A simple program to get the text from any website
The program utilises the following Python Libraries:
- re
- requests
- PySimpleGUI (sg)
- BeautifulSoup4 (bs4)
On startup, the program will open a maximised window with three buttons. Enabling the user to paste in a website's URL then scrape the text and display it inside a text box, which can then be copied to the clipboard and pasted wherever. This seems to be quite useful to access websites that notoriously include an appalling number of intrusive ads.
One could just install an Adblocker (Such as UBlock Origins or AdBlock) but this would still require the user to physically access the website in the browser. Some websites require the user to "sign-up" to subscritions for access. Looking at you Daily Mail, Times, NYTimes and Daily Express. So far, this works without having to type in the URL in the browser, view an obnoxious amount of Ads or sign-up to a subscription service.

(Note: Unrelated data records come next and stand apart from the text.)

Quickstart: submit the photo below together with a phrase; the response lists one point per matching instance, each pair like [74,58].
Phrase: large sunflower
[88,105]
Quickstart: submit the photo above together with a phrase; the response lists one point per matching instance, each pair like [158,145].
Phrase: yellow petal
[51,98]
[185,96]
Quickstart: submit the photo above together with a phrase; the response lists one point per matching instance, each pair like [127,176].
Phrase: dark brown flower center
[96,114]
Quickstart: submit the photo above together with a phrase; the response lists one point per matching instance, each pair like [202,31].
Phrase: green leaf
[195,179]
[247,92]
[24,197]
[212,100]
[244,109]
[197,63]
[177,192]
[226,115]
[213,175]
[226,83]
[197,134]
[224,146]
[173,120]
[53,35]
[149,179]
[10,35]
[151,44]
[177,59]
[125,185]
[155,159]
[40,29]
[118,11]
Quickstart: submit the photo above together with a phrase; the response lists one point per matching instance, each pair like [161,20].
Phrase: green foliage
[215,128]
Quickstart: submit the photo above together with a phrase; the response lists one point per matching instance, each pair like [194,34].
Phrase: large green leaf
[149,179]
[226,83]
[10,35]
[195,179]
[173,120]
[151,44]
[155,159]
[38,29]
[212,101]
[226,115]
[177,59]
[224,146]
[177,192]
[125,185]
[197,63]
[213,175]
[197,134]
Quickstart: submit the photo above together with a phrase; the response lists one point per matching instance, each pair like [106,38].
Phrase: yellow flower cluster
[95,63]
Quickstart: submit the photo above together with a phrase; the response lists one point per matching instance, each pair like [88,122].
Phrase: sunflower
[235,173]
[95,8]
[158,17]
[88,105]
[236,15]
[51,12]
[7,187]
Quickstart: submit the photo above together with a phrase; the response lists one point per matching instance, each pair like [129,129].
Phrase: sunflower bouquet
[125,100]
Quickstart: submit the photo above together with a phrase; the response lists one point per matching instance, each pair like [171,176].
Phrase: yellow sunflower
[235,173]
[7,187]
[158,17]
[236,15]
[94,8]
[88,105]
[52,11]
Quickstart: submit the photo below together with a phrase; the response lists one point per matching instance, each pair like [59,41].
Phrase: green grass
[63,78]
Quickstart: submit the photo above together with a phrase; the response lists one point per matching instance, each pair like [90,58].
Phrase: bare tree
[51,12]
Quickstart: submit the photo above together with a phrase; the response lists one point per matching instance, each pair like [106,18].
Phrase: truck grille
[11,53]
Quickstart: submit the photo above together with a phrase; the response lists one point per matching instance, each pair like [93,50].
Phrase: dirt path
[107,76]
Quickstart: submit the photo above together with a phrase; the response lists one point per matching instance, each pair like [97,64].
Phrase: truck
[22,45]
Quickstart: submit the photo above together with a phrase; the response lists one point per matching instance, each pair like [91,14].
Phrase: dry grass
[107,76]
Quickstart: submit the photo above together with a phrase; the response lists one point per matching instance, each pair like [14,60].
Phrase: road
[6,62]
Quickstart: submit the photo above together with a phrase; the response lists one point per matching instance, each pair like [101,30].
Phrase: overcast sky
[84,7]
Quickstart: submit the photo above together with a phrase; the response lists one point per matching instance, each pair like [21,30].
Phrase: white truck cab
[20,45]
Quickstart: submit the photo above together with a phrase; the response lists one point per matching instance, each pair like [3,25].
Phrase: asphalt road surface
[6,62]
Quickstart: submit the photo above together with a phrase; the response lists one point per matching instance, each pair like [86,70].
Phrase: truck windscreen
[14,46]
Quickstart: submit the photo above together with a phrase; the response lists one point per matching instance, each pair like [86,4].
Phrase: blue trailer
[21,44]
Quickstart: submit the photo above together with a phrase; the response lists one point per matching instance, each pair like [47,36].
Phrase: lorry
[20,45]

The main part of the program is the get_text function:
-
The URL is decoded and parsed into BS4.
-
All text contained with the paragraph < p > elements are saved.
-
The text is then formatted into lines for visualisation.
-
build docker image with tag:$version
export APP_VERSION=0.1.1
docker build --tag url-text:$APP_VERSION .
- run docker image
docker run -d -p 5000:5000 url-text:$APP_VERSION